| It's worth nothing that functional programming is hard not because of the functional paradigm, but due to the constraints you have while solving a problem (memory, for one). This requires changing the simple, composable functions that you could reuse forever, to complex ones that have to split the work into multiple stages. Another source of inherent complexity which has nothing to do with the solution of the problem itself, is the handling of the input or runtime issues. Input cannot be guaranteed to be always coherent, and runtime issues may arise while running (user interrupt). At this point, interrupting the computation is easy, but as an user I want maybe: * know why the function stopped, with a meaning answer (not just a stack trace) * know the location of the error in the input data * the possibility to resume the computation If you've ever programmed functionally, you know how hard is to do something as simple as give meaningful error messages buried into a series of fold/map calls.

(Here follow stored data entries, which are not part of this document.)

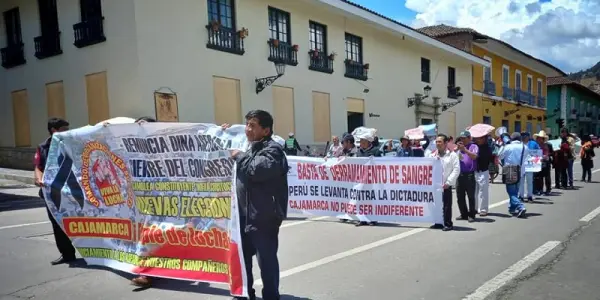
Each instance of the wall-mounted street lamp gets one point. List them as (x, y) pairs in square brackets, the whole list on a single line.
[(262, 83), (418, 98), (448, 105)]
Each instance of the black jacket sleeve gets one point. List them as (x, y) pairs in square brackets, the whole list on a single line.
[(263, 164)]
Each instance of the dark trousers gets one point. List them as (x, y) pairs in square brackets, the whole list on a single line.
[(587, 172), (447, 207), (541, 177), (264, 244), (466, 187), (63, 243), (560, 177)]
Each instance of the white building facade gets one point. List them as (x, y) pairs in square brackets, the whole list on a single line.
[(90, 60)]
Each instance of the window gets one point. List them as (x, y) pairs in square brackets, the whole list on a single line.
[(279, 25), (221, 11), (90, 30), (222, 33), (354, 58), (12, 20), (425, 70), (48, 43), (320, 60), (280, 43), (505, 124), (487, 71), (451, 77), (353, 48), (13, 54)]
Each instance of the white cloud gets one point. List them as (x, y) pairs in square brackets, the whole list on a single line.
[(563, 32)]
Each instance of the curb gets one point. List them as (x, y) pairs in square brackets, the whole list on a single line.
[(20, 178)]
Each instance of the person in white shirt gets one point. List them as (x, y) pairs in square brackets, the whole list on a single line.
[(451, 167)]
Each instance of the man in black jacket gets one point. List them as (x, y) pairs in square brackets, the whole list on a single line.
[(262, 193)]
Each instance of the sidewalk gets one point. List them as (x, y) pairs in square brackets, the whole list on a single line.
[(17, 175)]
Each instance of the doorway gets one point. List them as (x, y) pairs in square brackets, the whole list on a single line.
[(355, 120)]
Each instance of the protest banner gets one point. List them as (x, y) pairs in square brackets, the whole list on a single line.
[(382, 189), (151, 199), (533, 160)]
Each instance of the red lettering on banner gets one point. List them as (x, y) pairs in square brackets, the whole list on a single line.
[(417, 175), (399, 210), (365, 174), (307, 171)]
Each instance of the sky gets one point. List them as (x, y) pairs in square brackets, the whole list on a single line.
[(565, 33)]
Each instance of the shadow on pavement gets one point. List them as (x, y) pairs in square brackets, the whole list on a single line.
[(541, 202), (9, 201), (484, 220), (462, 228), (499, 215)]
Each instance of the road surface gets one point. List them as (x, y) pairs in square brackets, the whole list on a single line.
[(552, 254)]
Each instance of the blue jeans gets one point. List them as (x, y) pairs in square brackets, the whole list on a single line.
[(526, 190), (514, 204), (570, 171)]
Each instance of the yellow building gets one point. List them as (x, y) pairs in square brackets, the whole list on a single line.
[(510, 93)]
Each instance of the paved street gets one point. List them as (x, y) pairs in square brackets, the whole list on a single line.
[(552, 254)]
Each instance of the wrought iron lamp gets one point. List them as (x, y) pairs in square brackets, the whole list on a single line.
[(446, 106), (262, 83), (418, 98)]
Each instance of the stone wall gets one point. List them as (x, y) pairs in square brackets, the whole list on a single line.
[(17, 158)]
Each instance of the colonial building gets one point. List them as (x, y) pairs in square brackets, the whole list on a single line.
[(577, 107), (320, 66), (512, 91)]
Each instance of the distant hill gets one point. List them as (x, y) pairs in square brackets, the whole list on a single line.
[(589, 78)]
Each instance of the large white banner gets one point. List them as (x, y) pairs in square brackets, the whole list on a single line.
[(367, 189)]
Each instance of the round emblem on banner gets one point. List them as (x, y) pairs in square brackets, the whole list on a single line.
[(105, 177)]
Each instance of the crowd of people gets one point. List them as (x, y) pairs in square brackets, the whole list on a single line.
[(262, 180), (468, 162)]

Keeping state is a simple (and I would say equally elegant) solution to this recurrent problem. Please consider that I'm saying this from a functional programming perspective (as in: objects as localized state containers not necessarily breaking the purity assumption). Another issue is that we, as humans, are based on a stateful world. Stateful user interfaces are sometimes more efficient due to the way _we_ work. This can be seen in something as simple as "now select a file", which brings up a dedicated section of stateful code to navigate a tree. As such, you are constantly faced with the problem of keeping state. |
Being able to resume the computation is possible, due to referential transparency - if you're able to serialise the monad and persist it to a file, you should be able to resume any computation at an arbitrary point in time. The Cont monad might also help in this case, but I've never used it myself: https://hackage.haskell.org/package/mtl-2.0.1.0/docs/Control...

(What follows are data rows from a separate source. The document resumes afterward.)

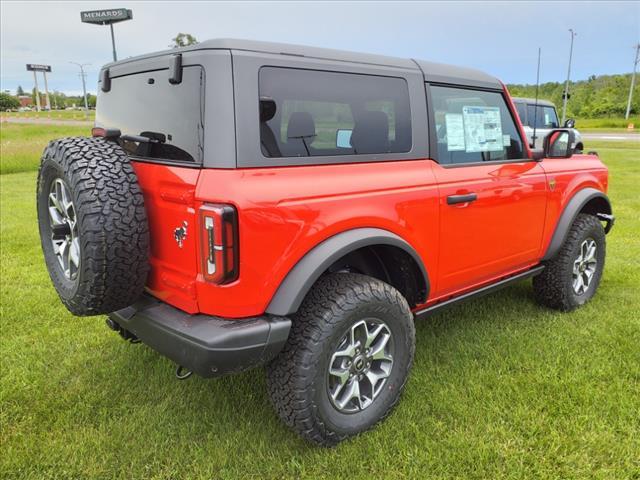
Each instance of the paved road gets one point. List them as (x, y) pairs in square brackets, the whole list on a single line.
[(615, 137), (46, 121)]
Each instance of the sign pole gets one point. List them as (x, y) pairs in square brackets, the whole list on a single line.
[(107, 17), (113, 43), (35, 80), (46, 91)]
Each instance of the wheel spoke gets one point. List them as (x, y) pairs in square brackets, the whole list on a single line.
[(352, 391), (55, 216), (64, 234), (378, 352), (360, 366), (74, 253), (373, 334), (375, 377)]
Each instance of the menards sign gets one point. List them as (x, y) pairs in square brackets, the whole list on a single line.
[(104, 17)]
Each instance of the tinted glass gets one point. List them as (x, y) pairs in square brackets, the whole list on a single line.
[(146, 104), (306, 113), (546, 116), (473, 126), (522, 113)]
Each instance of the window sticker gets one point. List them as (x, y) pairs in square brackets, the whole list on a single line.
[(482, 129), (455, 132)]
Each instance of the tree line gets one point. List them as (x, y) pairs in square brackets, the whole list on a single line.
[(59, 100), (597, 97)]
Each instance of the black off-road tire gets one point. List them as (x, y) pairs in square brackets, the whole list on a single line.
[(110, 219), (553, 288), (297, 377)]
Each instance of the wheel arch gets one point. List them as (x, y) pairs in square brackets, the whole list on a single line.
[(587, 200), (390, 256)]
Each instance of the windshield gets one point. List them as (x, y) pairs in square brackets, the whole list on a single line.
[(546, 116)]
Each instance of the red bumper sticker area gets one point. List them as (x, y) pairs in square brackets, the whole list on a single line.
[(169, 203)]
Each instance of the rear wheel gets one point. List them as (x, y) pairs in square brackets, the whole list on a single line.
[(572, 277), (346, 361), (93, 225)]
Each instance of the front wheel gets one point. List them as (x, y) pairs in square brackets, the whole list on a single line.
[(346, 361), (572, 277)]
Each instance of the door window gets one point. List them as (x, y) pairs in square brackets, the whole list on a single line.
[(473, 126), (307, 113)]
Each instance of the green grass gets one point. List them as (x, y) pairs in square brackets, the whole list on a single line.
[(21, 144), (501, 388), (54, 114), (611, 123)]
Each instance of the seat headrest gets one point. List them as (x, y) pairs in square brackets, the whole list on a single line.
[(301, 125), (371, 133)]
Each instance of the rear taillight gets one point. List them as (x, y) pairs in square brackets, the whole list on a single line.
[(219, 227)]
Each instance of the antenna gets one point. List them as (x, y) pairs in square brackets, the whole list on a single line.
[(535, 108)]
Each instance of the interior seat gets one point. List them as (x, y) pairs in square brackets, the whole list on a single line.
[(371, 133)]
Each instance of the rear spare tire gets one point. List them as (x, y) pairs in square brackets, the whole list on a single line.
[(93, 225)]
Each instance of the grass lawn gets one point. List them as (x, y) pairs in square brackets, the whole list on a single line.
[(22, 144), (501, 388), (53, 114), (613, 123)]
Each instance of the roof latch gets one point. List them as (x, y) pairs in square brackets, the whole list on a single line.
[(175, 69)]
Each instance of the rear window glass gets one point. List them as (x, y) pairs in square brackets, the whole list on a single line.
[(307, 113), (147, 105)]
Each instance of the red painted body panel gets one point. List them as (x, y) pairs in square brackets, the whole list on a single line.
[(169, 194), (570, 175), (284, 212), (499, 232)]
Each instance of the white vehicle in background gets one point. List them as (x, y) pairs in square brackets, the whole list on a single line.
[(547, 120)]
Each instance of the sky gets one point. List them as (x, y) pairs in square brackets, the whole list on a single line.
[(501, 38)]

Also, you can use monads to keep track of state in a functional manner - take a look at the State and ST monads.
What I'm trying to say is that you've indeed identified some of the sore aspects of functional programming, but these problems are not inherent to the programming model - they're all solvable in theory, with enough time and effort. It's a different paradigm, so some wheels have to be reinvented or adapted to it.
I agree with your last paragraph: stateful user interfaces are fundamentally better for us humans. Indeed, I think that mixing both imperative and functional programming is the way to go - have a stateful/imperative "chassis" around your functional "engine" and get the benefits from both.